Year in review: smart analytics makes great strides
2019 was an incredible year for us, and I had the opportunity to meet so many of our customers, partners, and industry analysts. It’s truly overwhelming to witness how our customers and partners are developing analytics solutions, and solving some of the most complex business challenges with data insights.
We were inspired by HSBC tackling their fast-growing volumes of data, and Otto Group migrating their on-premises Hadoop data lake to Google Cloud. MoneySuperMarket shifted their on-prem analytics to cloud to run bigger tasks faster and help to serve customers even better. And S4 Agtech described how they’re using smart cloud analytics to de-risk crop production for farmers and innovate faster.
We’ve learned a lot about what’s important to you, and we put that information to good use as we continue investing in our smart analytics platform. Our years working with distributed computing and data analytics at Google have led us to consider a lot of factors when we design and build our cloud products. We are investing in building a radically simple, serverless data analytics platform that offers any user the ability to perform real-time and predictive analytics on any data without breaking the bank. The platform is open and multi-cloud by design, and it’s letting enterprises and cloud-native organizations accelerate their digital transformations with the flexibility and the choice that they need. We launched more than 100 new capabilities for smart analytics in 2019. Here are the highlights from our 2019 launches!
Our customers are building highly scalable enterprise data warehouses on the smart analytics platform. This year, we focused on three major areas for the data warehousing solution:
Seamless modernization: One of our main focus areas was to make sure that you can apply Google Cloud’s step-by-step migration framework and modernize legacy data warehouses in a frictionless manner. We launched the BigQuery Data Transfer Service for Teradata and AWS Redshift to help organizations like John Lewis Partnership more seamlessly move their data, schema and workloads to BigQuery. Recently, Enterprise Strategy Group released a report revealing that BigQuery can provide 3-year TCO that is 26% to 34% lower than cloud data warehouse alternatives. We also added capabilities so it’s easier for you to operationalize stored procedures and scripting. Plus, you can take advantage of the data warehouse migration offer to accelerate your migration process.
Ease of use: We also launched 100+ partner SaaS connectors for BigQuery, making it easier for business analysts to move data from business applications into the warehouse for analysis. The new BigQuery user interface and the new query federation functionality makes it even easier for you to analyze data in Bigtable, Cloud Storage, Cloud SQL and Google Sheets. Additionally, we announced BigQuery Reservations, a self-service way to take advantage of BigQuery flat-rate pricing. Reservations makes it even simpler to plan your spending and add flexibility and visibility to your data analytics use cases.

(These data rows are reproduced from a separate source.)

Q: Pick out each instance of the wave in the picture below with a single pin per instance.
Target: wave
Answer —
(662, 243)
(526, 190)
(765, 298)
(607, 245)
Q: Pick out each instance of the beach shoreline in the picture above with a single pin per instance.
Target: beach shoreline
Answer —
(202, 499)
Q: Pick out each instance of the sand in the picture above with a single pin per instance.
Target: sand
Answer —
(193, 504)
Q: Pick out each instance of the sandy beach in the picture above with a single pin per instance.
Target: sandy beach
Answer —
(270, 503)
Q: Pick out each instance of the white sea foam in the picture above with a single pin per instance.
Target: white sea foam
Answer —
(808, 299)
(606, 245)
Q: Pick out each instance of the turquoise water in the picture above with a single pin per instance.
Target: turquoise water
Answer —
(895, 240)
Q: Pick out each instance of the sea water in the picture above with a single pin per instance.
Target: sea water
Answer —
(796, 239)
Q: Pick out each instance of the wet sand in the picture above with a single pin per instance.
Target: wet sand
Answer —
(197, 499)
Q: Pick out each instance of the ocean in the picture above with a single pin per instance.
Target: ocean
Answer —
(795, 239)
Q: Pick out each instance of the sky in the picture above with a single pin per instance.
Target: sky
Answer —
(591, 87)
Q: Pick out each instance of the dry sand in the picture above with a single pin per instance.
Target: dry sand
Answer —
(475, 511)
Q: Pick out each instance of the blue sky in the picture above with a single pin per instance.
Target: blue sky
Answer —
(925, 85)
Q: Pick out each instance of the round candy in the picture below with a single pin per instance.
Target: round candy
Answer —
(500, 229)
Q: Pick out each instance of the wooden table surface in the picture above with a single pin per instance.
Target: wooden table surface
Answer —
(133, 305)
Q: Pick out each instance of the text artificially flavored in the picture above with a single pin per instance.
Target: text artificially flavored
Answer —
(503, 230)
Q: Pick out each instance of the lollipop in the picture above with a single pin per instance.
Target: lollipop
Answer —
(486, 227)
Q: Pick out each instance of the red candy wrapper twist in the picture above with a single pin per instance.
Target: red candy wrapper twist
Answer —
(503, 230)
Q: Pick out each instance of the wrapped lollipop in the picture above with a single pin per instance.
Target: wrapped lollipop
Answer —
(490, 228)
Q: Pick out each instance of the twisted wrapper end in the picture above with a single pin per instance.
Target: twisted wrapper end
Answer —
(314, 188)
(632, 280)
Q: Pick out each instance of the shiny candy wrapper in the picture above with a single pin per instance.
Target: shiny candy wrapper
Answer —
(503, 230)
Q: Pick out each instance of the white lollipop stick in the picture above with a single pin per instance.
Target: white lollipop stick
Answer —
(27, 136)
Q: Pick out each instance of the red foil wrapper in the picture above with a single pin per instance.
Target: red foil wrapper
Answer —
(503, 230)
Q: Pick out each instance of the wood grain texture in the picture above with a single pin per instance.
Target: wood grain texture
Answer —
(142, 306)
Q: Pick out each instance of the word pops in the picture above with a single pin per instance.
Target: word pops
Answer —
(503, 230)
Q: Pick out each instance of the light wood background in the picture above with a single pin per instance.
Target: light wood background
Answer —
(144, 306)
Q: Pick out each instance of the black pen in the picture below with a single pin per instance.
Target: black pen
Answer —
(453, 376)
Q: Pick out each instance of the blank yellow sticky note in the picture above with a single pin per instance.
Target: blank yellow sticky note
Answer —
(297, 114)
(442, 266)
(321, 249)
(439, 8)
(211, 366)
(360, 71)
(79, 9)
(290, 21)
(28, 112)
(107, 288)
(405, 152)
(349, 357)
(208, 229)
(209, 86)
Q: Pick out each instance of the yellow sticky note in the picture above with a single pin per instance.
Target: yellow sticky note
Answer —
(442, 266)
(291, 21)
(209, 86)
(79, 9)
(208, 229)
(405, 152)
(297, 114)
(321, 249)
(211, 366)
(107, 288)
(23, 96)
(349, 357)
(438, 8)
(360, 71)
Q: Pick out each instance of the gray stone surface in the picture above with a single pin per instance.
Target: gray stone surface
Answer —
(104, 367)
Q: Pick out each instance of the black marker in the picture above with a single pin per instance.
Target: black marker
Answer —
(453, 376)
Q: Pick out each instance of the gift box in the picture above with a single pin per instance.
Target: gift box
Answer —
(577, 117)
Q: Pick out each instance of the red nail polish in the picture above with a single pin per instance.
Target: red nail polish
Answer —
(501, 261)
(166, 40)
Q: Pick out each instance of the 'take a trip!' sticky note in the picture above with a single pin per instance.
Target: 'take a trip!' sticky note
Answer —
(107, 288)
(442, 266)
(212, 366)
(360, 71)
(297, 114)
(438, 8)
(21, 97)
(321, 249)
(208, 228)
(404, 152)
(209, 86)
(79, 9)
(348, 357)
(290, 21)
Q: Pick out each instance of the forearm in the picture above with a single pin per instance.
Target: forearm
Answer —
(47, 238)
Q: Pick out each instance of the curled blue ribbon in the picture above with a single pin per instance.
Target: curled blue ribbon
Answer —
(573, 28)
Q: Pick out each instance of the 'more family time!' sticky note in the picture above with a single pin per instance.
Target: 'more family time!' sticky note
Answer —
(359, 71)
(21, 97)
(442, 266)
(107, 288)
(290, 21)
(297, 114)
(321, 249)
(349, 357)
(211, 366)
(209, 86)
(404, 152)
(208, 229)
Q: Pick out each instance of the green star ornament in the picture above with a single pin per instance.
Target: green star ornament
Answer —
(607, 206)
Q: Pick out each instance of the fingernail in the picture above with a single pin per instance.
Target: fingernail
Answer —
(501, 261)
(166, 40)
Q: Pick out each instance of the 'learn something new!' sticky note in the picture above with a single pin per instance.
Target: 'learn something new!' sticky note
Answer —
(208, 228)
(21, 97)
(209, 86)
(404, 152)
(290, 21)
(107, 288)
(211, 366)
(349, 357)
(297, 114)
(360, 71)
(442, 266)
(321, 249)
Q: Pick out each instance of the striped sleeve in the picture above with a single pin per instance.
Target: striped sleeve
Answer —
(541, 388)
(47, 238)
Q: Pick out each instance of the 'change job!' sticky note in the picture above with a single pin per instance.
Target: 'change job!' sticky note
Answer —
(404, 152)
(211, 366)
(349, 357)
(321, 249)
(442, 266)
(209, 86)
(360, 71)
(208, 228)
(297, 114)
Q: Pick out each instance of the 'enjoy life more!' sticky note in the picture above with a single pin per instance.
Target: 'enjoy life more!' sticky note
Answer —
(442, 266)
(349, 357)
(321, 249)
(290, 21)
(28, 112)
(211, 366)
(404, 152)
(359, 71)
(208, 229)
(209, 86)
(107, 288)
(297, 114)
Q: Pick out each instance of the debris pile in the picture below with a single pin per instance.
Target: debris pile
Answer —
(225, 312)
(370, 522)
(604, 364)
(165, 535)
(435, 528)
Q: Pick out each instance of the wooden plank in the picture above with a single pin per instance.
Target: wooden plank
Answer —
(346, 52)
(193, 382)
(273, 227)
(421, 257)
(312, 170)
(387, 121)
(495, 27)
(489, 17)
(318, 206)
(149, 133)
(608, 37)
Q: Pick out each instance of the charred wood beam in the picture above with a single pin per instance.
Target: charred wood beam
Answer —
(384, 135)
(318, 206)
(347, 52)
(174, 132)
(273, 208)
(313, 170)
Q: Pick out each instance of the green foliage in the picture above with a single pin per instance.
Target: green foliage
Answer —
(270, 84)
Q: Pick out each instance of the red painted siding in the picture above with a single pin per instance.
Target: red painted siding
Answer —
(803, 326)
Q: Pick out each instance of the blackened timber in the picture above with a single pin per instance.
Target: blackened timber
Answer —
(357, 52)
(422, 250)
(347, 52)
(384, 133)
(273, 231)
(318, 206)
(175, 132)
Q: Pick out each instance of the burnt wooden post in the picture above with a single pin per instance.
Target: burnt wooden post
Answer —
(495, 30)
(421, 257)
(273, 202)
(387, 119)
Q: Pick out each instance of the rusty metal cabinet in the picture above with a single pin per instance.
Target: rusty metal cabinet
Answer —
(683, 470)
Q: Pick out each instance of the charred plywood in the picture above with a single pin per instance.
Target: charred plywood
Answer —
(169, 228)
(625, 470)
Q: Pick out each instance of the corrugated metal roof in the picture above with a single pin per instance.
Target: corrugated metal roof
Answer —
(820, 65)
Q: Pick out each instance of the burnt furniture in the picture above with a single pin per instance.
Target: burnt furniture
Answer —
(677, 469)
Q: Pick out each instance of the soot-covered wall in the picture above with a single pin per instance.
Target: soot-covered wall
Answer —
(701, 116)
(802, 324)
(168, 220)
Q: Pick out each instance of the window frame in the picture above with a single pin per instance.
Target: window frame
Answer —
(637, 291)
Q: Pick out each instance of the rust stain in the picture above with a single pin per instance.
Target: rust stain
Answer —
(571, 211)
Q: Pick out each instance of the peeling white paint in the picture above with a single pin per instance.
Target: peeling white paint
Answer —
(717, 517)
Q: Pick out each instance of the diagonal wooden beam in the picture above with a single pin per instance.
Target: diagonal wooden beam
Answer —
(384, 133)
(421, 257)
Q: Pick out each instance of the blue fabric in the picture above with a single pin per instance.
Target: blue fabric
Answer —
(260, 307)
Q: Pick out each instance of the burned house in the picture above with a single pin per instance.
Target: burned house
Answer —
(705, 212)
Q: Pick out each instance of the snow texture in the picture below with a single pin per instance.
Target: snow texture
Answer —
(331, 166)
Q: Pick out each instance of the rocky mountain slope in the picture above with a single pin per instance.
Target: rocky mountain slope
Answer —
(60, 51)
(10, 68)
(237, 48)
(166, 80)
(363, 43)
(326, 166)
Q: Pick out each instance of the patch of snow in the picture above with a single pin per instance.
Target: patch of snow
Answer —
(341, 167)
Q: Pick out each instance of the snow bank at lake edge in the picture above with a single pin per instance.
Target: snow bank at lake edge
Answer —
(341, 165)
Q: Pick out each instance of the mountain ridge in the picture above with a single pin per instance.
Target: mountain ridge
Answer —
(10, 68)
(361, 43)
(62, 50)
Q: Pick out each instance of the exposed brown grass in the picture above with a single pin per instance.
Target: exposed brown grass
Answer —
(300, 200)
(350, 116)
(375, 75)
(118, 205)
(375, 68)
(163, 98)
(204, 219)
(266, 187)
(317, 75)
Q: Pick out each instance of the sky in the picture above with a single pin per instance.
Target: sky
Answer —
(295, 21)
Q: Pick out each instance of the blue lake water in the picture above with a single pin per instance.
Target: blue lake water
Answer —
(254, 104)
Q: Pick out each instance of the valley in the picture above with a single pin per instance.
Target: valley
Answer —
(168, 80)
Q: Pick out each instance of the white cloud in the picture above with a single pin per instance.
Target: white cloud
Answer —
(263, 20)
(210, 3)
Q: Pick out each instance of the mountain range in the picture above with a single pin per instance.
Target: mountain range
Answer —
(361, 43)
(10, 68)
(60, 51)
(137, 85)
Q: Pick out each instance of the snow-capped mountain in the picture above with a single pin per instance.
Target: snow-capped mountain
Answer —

Intelligent insights: Our continued investments in BigQuery ML and BigQuery GIS capabilities mean that data analysts and data scientists can do advanced machine learning and geospatial analytics right within the warehouse. This year, we announced BigQuery ML support for clustering and classification models and native support for importing Tensorflow models.
We were also excited that analyst firm Gartner recognized BigQuery as a leader in their 2019 Data Management Solutions for Analytics (DMSA) Magic Quadrant.
In 2019, we invested in making streaming data analytics simpler for you to use, highly scalable and intelligent. Our customers are using Dataflow, Pub/Sub and BigQuery to build real-time analytics solutions on large-scale streaming data. Gaming companies like Unity Technologies are able to personalize their user experience in real time, and financial services companies like Dow Jones can do real-time financial assessments and data aggregations using Google Cloud’s stream analytics solution.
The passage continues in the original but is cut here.